A little over four years ago, Kota Neelima paid yet another visit to Ayodhya as an author-journalist. This time, though, a curious thought overpowered the Delhiite at the eastern Uttar Pradesh city that has for long been mired in a religiopolitical feud.
“What will occupy the space left behind by the removal of a place of worship,” she wondered at the site that Hindus believe is the birthplace of Lord Ram, but a temple in his name was reportedly replaced by a Mughal invader five centuries ago—only to be pulled down in end-1992, heightening an inter-community property dispute that remains unsettled till date. “Will the space still serve as a spiritual point of reference?”
The questions arose because Neelima had by then began thinking if shrines were restricting one’s natural quest to be spiritual; whether a temple or mosque was tending to block the essential trip to explore the inner self. The thoughts lingered for months after the trained artist got back to the national capital—so much so, a year later, she sought to paint the visual of half-a-dozen trees in a forested land. It’s title: Prayers.
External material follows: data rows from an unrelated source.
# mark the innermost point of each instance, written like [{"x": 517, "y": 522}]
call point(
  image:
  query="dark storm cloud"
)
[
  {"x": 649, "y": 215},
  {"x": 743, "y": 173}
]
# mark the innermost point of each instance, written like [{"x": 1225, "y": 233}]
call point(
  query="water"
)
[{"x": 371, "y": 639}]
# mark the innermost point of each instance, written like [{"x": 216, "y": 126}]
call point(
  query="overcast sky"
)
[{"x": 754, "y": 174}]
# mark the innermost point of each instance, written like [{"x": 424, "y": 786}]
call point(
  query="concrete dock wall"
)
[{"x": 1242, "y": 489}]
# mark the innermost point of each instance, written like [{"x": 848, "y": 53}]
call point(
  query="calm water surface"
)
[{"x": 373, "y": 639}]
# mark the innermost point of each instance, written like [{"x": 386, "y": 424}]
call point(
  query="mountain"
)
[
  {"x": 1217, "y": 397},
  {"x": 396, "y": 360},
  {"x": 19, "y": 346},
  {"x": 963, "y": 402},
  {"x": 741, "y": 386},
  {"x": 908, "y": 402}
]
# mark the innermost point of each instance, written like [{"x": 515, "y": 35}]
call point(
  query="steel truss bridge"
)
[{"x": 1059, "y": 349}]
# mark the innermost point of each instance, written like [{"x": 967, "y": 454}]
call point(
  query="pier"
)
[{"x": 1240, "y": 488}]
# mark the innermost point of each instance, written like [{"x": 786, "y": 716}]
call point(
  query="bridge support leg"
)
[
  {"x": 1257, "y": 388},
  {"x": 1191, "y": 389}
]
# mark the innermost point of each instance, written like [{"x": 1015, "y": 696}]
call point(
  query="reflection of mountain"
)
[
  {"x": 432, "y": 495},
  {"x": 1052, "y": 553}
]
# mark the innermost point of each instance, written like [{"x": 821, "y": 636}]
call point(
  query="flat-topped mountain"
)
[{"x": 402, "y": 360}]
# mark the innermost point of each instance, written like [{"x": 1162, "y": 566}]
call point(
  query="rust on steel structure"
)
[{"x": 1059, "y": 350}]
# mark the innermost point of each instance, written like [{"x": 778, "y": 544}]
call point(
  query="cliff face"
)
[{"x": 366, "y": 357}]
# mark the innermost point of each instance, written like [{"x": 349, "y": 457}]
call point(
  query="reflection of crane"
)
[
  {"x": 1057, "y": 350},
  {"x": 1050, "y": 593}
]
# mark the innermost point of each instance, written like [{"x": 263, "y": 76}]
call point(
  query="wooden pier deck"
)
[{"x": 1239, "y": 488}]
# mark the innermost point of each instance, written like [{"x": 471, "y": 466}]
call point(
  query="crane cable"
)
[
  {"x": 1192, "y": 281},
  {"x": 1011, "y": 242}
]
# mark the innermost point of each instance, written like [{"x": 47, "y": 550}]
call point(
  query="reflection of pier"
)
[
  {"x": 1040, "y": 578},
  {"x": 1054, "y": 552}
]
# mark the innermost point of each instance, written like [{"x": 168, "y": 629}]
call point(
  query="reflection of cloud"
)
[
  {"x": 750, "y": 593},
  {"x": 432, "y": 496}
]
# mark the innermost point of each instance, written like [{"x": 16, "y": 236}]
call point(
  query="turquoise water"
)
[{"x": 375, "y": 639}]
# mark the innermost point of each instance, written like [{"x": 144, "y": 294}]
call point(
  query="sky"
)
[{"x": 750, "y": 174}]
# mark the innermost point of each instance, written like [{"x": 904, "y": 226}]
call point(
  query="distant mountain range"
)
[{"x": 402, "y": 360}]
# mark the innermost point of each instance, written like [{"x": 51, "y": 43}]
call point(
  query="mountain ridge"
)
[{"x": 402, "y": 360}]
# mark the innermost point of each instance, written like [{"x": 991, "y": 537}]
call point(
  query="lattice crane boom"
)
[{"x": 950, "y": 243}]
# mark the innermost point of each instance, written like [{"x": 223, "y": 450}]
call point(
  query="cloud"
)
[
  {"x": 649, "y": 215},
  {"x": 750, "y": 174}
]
The oil-on-canvas work underwent an array of modifications over the next three years in her studio at Jangpura Extension in the city’s south. More importantly, it became the starting point of a series of artworks under a holding theme: elevation of every tradition to its core meaning. Virtually, the whole of 2016 was spent meditating over the visual subtleties of the labyrinthine thoughts, which continued till the artist reached a point where she realised the process was poised for a natural end if not a break.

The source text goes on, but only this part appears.